Thirty years ago, I was riding around a small town in Oklahoma with my two best friends. Kevin and I were 15. Frank was 16, had his license, and was a doctor’s kid. This gave us full access to his Father’s full size van, complete with captain’s chairs, and a very nice tape deck. We’d sleep in, have lunch at the Sonic Drive-in and head for the pool.
At the pool, we’d spend our time dreaming about the three gorgeous lifeguards, occasionally jumping in the pool to escape the 100+ Oklahoma heat, and listening to the top 40 tunes of ’77 over the pool speakers. When the pool closed, we would go to Kevin’s house, play chess, build model rockets, and talk about Star Trek and Battlestar Galactica. We spent hours speculating on would win a war between the Federation and the Cylons. Oh, and also reading everything we could find about this new movie coming out called Star Wars,and wondering if it would be worth seeing. Nerdy? Yep. But for small town boys with big dreams, it was a lot of fun.

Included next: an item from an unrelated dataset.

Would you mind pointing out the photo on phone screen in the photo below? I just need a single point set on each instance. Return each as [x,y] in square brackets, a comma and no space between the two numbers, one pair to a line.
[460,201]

Video Recorders, DVDs, CDs, and even cable television weren’t even in our wildest imaginations. My Dad had just purchased our first color television a few years back, and still had to adjust the outside antennae to pick up all 4 channels. But we had our comic books, and we had our cassette deck in the van, and our 8-track players at home.

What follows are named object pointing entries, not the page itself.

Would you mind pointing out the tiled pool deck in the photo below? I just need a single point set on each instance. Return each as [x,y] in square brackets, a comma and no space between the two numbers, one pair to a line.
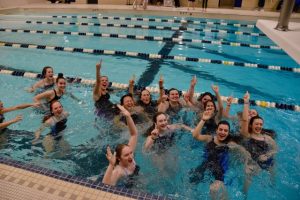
[25,181]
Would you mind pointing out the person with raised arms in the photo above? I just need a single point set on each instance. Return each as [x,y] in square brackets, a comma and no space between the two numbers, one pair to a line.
[121,162]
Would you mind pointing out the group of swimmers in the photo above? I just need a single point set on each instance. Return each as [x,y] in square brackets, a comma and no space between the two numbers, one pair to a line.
[256,145]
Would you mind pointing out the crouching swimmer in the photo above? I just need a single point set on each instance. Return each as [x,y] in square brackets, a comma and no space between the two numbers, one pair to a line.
[56,121]
[121,162]
[216,155]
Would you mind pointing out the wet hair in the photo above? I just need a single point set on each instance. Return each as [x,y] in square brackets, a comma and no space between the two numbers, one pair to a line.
[251,122]
[144,89]
[123,97]
[154,119]
[60,76]
[205,104]
[51,111]
[179,92]
[45,71]
[229,137]
[118,150]
[206,94]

Fleetwood Mac’s Rumors was our favorite tape, and quickly became the soundtrack for that memorable summer. We liked side one better than side two, but came to love the first song on side two, The Chain. For those of you who have no idea what Side One and Side Two mean, ask your parents. (Sigh)
Recently, I picked up the CD, and have spent much of the summer remembering that first summer of freedom for three boys on the verge of adulthood. I only saw Frank one more time after that summer. His Dad moved the family to Kentucky.
Kevin was my Groomsman for my wedding in 1989, and is still one of my best friends, though we see each other only every few years or so. Each time I do see him, the years melt away, and for just an instant I’m fifteen again, full of wonder and promise, believing all things are possible, even in a small town.